Nihilism is defined in Le Petit Larousse as “a revolutionary tendency of the Russian intelligentsia of the 1860s, characterized by the rejection of the values of the preceding generation.” The logic of the term itself is that a nihilist reduces all non-empirical or prejudicial notions to nothing (nihil). It developed into a broad culture, originally from Ivan Turgenev's novel Fathers and Sons (1862) and the utopian novel What Is To Be Done? by Nikolai Chernyshevsky (1863), but the idea and use of the term lasted long after these seminal works.
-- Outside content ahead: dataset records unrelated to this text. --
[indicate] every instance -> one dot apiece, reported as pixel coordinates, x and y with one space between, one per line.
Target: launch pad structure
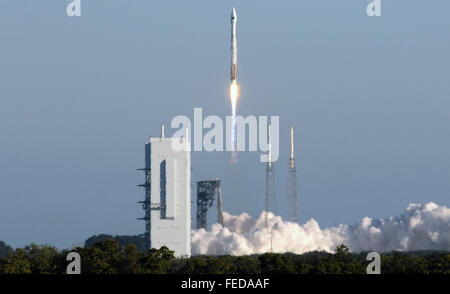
206 193
271 198
167 203
292 201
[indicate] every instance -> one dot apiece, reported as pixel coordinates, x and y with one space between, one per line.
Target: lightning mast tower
292 185
271 200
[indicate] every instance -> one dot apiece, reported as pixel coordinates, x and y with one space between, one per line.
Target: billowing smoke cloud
420 227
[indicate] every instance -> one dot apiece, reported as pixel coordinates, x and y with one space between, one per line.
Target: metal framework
271 199
146 206
292 185
206 193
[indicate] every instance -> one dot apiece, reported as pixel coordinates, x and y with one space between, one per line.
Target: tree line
109 257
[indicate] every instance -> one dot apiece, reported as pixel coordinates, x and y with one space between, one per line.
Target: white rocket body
233 46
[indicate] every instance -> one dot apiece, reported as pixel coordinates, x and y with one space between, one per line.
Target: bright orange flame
234 94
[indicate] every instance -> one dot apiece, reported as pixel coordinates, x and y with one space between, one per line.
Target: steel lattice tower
146 206
271 199
292 202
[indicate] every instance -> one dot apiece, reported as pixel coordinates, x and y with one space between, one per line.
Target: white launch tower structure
167 204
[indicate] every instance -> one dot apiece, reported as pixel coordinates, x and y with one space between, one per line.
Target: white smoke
420 227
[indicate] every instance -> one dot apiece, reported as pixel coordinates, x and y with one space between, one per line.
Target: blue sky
369 99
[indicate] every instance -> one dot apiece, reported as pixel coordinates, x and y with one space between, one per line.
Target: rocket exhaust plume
234 88
419 227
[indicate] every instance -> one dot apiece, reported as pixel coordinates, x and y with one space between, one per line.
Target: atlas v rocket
233 46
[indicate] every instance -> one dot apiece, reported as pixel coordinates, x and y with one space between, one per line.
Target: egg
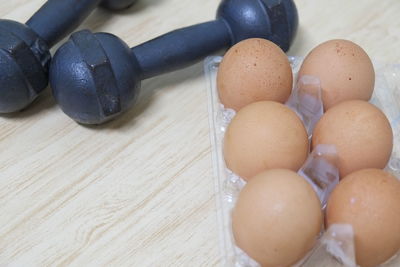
369 200
360 132
277 218
344 69
265 135
254 70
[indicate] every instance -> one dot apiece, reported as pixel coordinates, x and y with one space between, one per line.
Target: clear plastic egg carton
335 246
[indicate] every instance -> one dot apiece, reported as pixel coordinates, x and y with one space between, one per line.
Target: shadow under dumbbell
139 6
148 94
42 103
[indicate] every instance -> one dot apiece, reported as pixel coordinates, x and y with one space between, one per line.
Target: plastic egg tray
335 247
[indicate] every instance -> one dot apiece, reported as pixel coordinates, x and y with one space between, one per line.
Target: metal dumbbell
24 48
95 77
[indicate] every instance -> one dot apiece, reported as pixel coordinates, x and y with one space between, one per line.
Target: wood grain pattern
139 190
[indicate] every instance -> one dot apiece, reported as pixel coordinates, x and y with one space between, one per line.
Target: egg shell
360 132
277 218
265 135
344 69
369 200
254 70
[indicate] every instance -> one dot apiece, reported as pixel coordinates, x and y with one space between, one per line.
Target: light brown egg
265 135
277 218
344 69
254 70
361 133
369 200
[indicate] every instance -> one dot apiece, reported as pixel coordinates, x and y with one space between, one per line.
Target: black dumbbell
95 77
24 48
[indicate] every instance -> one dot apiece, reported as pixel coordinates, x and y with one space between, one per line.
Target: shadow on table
147 95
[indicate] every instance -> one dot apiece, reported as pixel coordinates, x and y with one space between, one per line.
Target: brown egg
369 200
277 218
344 69
254 70
265 135
361 133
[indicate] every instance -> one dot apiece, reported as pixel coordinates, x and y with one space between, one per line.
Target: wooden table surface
139 191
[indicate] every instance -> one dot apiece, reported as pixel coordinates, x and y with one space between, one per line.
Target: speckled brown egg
254 70
361 133
265 135
369 200
277 218
344 69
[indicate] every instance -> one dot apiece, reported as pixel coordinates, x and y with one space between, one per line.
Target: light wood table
139 191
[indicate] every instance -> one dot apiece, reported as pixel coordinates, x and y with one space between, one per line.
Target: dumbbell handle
180 48
56 18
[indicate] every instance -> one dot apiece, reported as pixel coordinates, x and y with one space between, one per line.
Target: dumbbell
96 76
24 48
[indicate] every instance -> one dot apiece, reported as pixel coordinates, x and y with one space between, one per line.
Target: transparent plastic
335 246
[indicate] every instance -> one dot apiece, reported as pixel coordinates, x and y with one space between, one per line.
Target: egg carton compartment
336 240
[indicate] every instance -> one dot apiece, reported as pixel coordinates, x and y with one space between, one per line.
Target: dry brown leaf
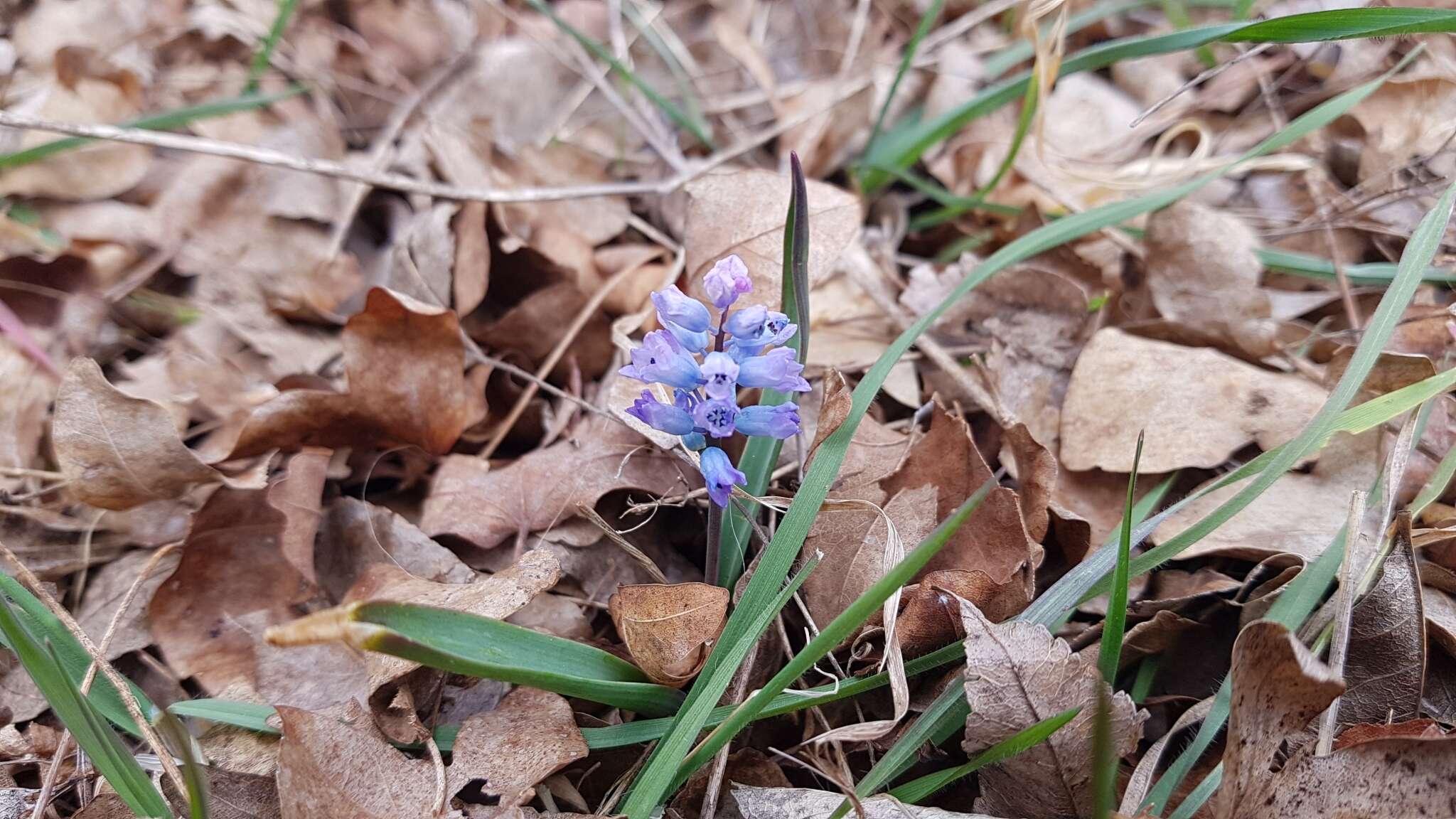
1197 405
1017 674
405 362
807 803
1279 687
1203 273
1299 515
669 630
1385 660
469 499
118 452
355 535
995 538
742 212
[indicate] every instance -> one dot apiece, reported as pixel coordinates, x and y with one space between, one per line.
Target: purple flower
722 375
779 422
663 360
665 417
725 282
675 306
778 370
715 417
719 476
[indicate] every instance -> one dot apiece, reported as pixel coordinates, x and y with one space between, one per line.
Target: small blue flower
778 370
665 417
779 422
663 360
715 417
675 306
725 282
722 375
719 476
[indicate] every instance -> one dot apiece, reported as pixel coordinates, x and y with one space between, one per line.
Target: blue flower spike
747 355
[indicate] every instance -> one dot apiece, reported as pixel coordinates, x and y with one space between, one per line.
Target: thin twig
410 184
91 674
577 324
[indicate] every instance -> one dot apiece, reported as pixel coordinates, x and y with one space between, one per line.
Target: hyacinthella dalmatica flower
747 353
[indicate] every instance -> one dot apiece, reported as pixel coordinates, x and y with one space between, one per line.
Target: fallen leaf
405 362
807 803
1385 660
742 212
1297 515
1017 674
355 535
1201 272
669 630
1279 687
118 452
1197 407
469 499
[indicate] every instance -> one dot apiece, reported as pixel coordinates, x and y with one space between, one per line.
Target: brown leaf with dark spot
405 363
118 452
669 628
1017 674
1279 687
1385 660
483 505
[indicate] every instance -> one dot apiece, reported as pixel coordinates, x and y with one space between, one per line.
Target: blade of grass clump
836 633
926 786
479 646
85 722
38 620
668 107
926 22
1115 620
774 563
264 55
165 122
1104 756
909 144
948 712
762 454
Historian Steven Cassedy summarizes Turgenev's version as “rigidly materialistic in its denial of free will and any spiritualistic dimension to human life,” strictly scientific, and “egoistic in its rejection of any kind of a priori moral obligation." In Chernyshevsky it was a lifestyle and an attitude. Nihilism meant “ostentatious awkwardness, a studied indifference to attire and grooming, and a taste for shocking living arrangements.” One reason why Nihilism had so profound an impact on Russian history is that no entitlement of nobility or royalty was recognized, including their right to live after causing widespread sorrow and death in the general population. Some nihilists went so far as killing Czar Alexander II by blowing his royal legs off with a dynamite bomb, thrown by Ignattii Grinevitskii on March 1, 1881.
In her story, Voltairine takes care to fictionalize her characters so that no real nihilist known to her in Philadelphia could be identified. However, certain traits hint toward comrades from whom she may have derived the characters. In 1893 she knew members of the Knights of Freedom, a controversial anarchist group involved in the labor movement and very militant atheism. Although in the present article de Cleyre mentions no Jews, all or most examples from her life and a large segment of all the nihilists were Jewish. The personalities we know of were young, barely born in the early days of Nihilism. By the time she wrote this, Russian anarchism and Nihilism had become very closely associated, and the terms were sometimes used interchangeably.
One nihilist in Voltairine's circle was Natasha Notkin, a very close associate who became a pharmacist at the beginning of the 20th Century. Born in Russia in 1870, Notkin identified specifically as a Nihilist, having arrived in the United States when she was fifteen. Sometimes called the “soul” of the city's movement, she was revered by comrades for her sober-minded organizing work, and we have evidence of her activism from around 1892 until 1917. Natasha was noted for her self-sacrificing dedication, being "married to the movement.” She never made public speeches, but she was co-founder of two important lecture clubs (Ladies' Liberal League and Social Science Club), she served as treasurer for many fundraising drives, and she would organize large, elaborate fundraiser balls, including the annual Russian Tea Party. She also served as the local agent for the key anarchist newspapers Free Society and Mother Earth, and paid for articles to be translated from European anarchist journals. Natasha Notkin was no publicity-seeker: although she was a publicly known, widely respected leader among the anarchists of a large city for some 25 years, we have only one image of her face (a quick sketch made by a mainstream paper's illustrator), and all of the quotes we have of her own words would fill up less than a single page. A young John Cournos remembered visiting her apartment, where the other visitors were “all sprawling about the floor of the sitting room, the men with their arms about the women.” He found this shocking at the time. Notkin was already dead by 1930, but we know neither where she died, nor the cause of her death, nor what was done with her remains.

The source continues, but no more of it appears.